How to Run Qwen3 Locally with Ollama: Setup, API, and a Gradio App

May 24, 2026guides

Why Qwen3?

Qwen3 is Alibaba's most capable open-weight family, covering models from 0.6B to 235B parameters. It ships with hybrid reasoning: toggle deep chain-of-thought on or off per-request without loading a different model. Benchmark performance on math, code, and multilingual tasks rivals DeepSeek-R1 and o3-mini. The full model range ships under an Apache 2.0 license.

The practical appeal for local deployment is the MoE architecture at the high end. Qwen3-30B-A3B activates only 3 billion parameters per token during inference despite having 30B total — meaning it fits on mid-range hardware and runs at speeds comparable to a much smaller dense model.


Prerequisites

  • macOS, Linux, or Windows (WSL2 recommended on Windows)
  • RAM: 8GB minimum for 0.6B–1.7B; 16–32GB for 8B; 64GB+ for 32B+
  • GPU (optional): Ollama auto-detects NVIDIA/AMD/Apple Silicon and offloads layers; CPU-only works but runs slowly on larger variants

Step 1: Install Ollama

Download from ollama.com/download and follow the platform installer. After installation, verify:

ollama --version

Expected output:

ollama version 0.5.x

On Linux, Ollama installs as a systemd service and starts automatically. On macOS, it runs as a menu bar app. On Windows, install inside WSL2 for GPU support.
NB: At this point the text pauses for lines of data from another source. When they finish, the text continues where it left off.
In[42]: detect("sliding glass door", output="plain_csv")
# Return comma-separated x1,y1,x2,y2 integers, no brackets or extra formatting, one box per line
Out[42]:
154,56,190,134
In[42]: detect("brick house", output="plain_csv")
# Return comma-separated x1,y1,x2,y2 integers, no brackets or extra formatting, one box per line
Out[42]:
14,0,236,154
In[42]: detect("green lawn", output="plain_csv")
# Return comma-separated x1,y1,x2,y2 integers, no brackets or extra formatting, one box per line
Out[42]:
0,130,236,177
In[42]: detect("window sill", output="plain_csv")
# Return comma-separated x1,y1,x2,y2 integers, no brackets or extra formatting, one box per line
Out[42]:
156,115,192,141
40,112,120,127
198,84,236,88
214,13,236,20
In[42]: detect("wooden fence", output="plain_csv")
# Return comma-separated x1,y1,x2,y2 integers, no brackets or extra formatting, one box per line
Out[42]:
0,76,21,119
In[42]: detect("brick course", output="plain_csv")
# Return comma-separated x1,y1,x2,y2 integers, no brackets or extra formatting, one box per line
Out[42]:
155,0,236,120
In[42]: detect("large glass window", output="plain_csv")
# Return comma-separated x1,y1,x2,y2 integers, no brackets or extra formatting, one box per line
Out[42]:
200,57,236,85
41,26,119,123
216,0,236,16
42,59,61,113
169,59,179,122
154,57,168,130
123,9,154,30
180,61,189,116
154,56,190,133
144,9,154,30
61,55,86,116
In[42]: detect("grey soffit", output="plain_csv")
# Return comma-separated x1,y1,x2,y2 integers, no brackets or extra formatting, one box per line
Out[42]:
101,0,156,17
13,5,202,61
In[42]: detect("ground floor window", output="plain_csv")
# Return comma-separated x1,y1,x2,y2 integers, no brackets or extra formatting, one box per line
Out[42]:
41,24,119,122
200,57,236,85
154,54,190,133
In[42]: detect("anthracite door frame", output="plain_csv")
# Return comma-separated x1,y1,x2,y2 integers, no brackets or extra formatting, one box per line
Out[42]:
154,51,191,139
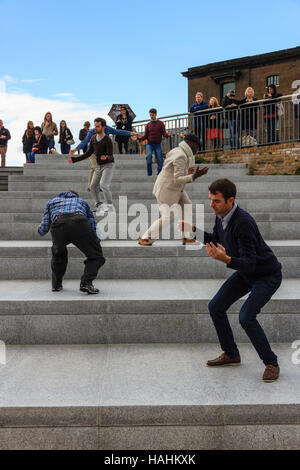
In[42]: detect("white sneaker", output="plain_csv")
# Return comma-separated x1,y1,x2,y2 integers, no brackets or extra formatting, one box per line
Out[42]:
104,204,115,212
96,204,105,217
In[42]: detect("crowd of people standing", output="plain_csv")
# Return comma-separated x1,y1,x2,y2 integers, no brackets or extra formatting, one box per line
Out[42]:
189,85,284,152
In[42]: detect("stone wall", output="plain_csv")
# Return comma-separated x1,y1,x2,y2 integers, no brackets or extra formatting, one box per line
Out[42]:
188,59,300,107
196,142,300,175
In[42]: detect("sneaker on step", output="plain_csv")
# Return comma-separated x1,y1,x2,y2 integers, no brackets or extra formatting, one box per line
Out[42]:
263,364,280,382
138,238,154,246
104,204,115,212
206,353,241,367
182,238,200,245
80,282,100,294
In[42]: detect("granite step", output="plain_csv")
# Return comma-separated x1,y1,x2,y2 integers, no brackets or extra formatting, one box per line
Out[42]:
8,178,300,193
0,343,300,450
0,240,300,281
0,279,300,344
0,218,300,240
0,192,300,213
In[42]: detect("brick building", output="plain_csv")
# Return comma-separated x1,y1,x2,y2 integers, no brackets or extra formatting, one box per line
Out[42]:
182,47,300,106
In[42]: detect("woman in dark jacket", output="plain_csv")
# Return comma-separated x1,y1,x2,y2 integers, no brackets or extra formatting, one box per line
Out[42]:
27,126,48,163
58,120,73,155
263,85,282,144
78,121,91,153
22,121,34,163
238,87,258,139
116,106,132,153
204,96,224,150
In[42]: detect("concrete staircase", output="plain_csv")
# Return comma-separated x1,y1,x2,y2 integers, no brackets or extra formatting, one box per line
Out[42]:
0,155,300,449
0,166,23,191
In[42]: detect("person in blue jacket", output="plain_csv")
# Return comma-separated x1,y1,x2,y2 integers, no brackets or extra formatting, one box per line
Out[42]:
190,91,208,152
179,179,282,382
69,126,142,157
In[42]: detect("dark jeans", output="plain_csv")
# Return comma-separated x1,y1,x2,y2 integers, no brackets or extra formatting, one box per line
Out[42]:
60,142,71,155
229,120,241,149
208,270,282,365
194,119,207,152
51,215,105,285
118,139,128,153
266,117,279,144
146,142,164,176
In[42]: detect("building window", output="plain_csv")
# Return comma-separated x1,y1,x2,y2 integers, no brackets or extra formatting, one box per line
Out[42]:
266,75,279,88
221,82,235,98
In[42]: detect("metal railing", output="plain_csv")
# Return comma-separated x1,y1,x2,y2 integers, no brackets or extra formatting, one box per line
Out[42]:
112,94,300,153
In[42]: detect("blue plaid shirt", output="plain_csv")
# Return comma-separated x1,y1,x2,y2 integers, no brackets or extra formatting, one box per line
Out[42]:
38,191,100,238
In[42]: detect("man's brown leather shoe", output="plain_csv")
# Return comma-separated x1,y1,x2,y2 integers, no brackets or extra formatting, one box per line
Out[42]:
182,238,200,245
206,353,241,367
263,364,280,382
138,238,154,246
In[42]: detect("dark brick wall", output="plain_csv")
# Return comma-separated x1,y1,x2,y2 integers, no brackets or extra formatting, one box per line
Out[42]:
188,59,300,106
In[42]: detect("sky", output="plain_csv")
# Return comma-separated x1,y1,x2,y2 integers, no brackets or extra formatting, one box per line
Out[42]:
0,0,300,165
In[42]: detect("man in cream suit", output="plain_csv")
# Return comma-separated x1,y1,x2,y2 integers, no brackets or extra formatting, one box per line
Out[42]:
139,134,208,246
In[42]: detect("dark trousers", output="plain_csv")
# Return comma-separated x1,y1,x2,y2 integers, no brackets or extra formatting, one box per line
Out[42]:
208,270,282,365
60,142,71,155
51,215,105,285
194,123,207,152
266,117,279,144
118,137,129,153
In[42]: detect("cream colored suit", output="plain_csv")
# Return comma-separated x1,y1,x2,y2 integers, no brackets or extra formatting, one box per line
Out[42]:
142,141,195,240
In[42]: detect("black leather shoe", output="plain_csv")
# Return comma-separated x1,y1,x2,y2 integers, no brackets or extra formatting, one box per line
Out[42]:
80,282,100,294
52,284,62,292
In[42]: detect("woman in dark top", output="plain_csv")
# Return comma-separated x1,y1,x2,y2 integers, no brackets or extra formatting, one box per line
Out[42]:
116,106,132,153
27,126,48,163
78,121,91,153
58,120,73,155
205,96,223,150
263,85,282,144
238,87,258,144
22,121,34,163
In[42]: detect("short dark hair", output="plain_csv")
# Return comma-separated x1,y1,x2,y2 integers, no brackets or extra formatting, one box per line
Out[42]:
94,118,106,127
208,178,236,202
184,134,200,147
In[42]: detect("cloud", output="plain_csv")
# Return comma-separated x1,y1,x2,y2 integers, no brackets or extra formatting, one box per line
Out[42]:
0,80,109,166
21,78,47,83
2,75,18,83
51,92,74,98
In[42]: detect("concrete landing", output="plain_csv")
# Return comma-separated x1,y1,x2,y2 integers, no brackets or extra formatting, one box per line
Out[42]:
0,344,300,450
0,279,300,344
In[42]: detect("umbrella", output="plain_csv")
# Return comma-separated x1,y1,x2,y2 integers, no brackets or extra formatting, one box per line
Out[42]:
108,104,136,122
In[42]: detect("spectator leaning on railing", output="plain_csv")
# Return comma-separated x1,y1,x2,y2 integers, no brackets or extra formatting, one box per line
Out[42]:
115,106,132,153
264,85,282,144
190,91,208,152
41,112,58,153
79,121,91,153
58,120,74,155
222,90,241,149
0,119,11,167
294,95,300,142
140,108,172,176
27,126,48,163
22,121,34,163
205,96,223,150
238,87,258,145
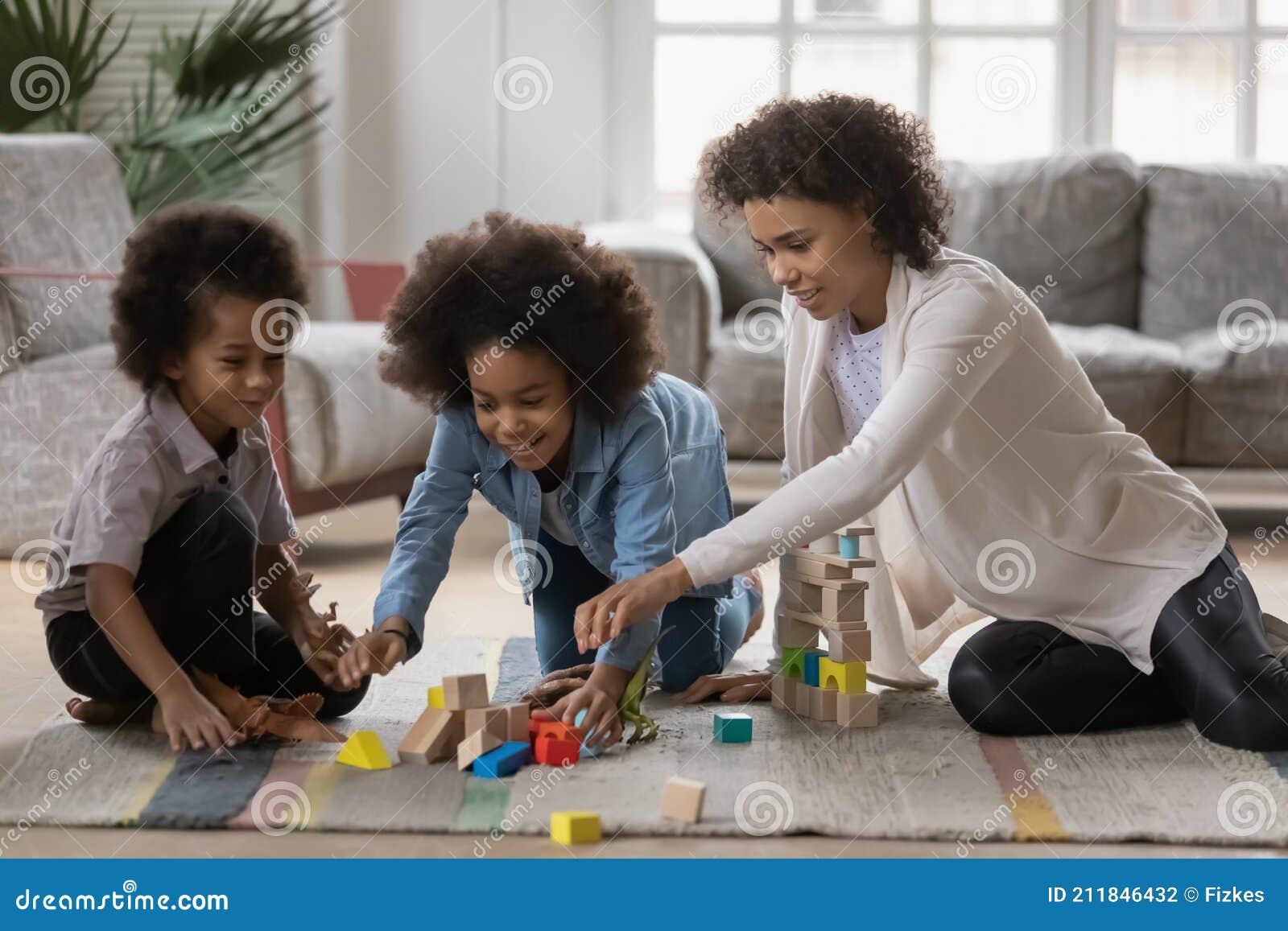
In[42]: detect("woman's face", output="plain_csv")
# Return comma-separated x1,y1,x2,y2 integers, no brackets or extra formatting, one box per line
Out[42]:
742,196,890,320
468,344,573,476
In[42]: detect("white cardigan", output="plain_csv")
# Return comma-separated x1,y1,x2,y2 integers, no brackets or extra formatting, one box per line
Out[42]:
679,249,1226,688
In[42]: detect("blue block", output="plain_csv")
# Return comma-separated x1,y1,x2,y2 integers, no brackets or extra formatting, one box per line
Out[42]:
715,711,751,743
805,649,827,685
474,740,532,779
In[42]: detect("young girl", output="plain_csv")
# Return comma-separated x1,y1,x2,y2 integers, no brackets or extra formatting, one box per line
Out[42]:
36,204,365,751
577,94,1288,749
337,211,758,746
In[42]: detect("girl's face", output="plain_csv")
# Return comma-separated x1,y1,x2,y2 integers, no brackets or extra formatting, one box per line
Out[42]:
468,343,575,478
742,196,890,320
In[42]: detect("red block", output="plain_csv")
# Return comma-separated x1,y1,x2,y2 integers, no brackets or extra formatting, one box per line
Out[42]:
537,736,581,766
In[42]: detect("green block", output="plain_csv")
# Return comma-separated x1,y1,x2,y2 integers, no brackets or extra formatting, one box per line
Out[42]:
782,646,809,678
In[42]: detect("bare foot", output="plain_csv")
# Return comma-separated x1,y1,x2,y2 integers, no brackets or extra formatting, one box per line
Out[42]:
67,695,152,723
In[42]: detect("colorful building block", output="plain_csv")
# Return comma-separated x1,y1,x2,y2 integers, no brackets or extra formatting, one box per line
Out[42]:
474,731,532,779
662,777,707,824
782,646,810,680
456,730,501,768
832,691,880,727
550,811,603,843
712,711,751,743
335,730,393,768
443,672,487,711
818,657,868,695
536,736,581,766
398,708,465,765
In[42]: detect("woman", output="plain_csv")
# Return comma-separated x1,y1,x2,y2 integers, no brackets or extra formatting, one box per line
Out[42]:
564,94,1288,749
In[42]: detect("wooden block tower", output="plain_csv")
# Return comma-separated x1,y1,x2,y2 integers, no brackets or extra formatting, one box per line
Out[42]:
773,527,877,727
Step 2: Choose Your Qwen3 Variant

Ollama hosts the full Qwen3 family. Select based on available VRAM or RAM:

ModelRun CommandVRAM / RAMBest For
Qwen3-0.6Bollama run qwen3:0.6b~1.5 GBEdge devices, quick experiments
Qwen3-1.7Bollama run qwen3:1.7b~2.5 GBChatbots, low-latency assistants
Qwen3-4Bollama run qwen3:4b~4 GBGeneral tasks on consumer hardware
Qwen3-8Bollama run qwen3:8b~8 GBMultilingual, moderate reasoning
Qwen3-14Bollama run qwen3:14b~14 GBComplex reasoning, content work
Qwen3-32Bollama run qwen3:32b~32 GBStrong reasoning, large context
Qwen3-30B-A3B (MoE)ollama run qwen3:30b-a3b~20 GB activeEfficient coding, fast on GPU
Qwen3-235B-A22B (MoE)ollama run qwen3:235b-a22b~140 GB activeEnterprise-scale, best quality

Start with qwen3:8b if you're unsure — it's the default when you run ollama run qwen3 without a tag.

Pull and run:

ollama run qwen3:8b

The first run downloads the model weights. Subsequent runs start from cache. Once the >>> prompt appears, the model is ready.


Step 3: Reasoning Modes — /think and /no_think

Qwen3's biggest differentiation is controllable reasoning depth. Appending /think to any prompt triggers full chain-of-thought reasoning with visible <think> blocks in the output. /no_think suppresses it for faster, direct answers.

Deep reasoning (for math, code, analysis):

>>> Prove that √2 is irrational. /think

The model emits a <think> section working through the proof before the final answer.

Fast response (for factual lookup, drafting):

>>> What is the capital of Argentina? /no_think

No think block — the answer arrives immediately.

Omitting both tags uses the model's default, which for Qwen3-8B defaults to non-thinking mode.


Step 4: REST API Usage

Start the Ollama server in the background:

ollama serve

The server listens on localhost:11434. Send requests using curl:

curl http://localhost:11434/api/chat -d '{
  "model": "qwen3:8b",
  "messages": [
    { "role": "user", "content": "Explain entropy in thermodynamics. /think" }
  ],
  "stream": false
}'

Response shape:

{
  "model": "qwen3:8b",
  "message": {
    "role": "assistant",
    "content": "<think>...</think>\n\nEntropy is a measure of..."
  },
  "done": true
}

Set "stream": true to get token-by-token streaming, useful for building real-time UI.

The Ollama API is OpenAI-compatible. You can also use the /v1/chat/completions endpoint if you're using an OpenAI SDK client.


Step 5: Python SDK

pip install ollama

Basic inference:

import ollama

response = ollama.chat(
    model="qwen3:8b",
    messages=[
        {"role": "user", "content": "Summarize transformer self-attention in 3 sentences. /think"}
    ]
)
print(response["message"]["content"])

The output includes the <think> block followed by the answer. To strip the thinking section programmatically:

import re

content = response["message"]["content"]
answer = re.sub(r"<think>.*?</think>", "", content, flags=re.DOTALL).strip()
print(answer)

For streaming with Python:

stream = ollama.chat(
    model="qwen3:8b",
    messages=[{"role": "user", "content": "Write a Python quicksort. /no_think"}],
    stream=True,
)
for chunk in stream:
    print(chunk["message"]["content"], end="", flush=True)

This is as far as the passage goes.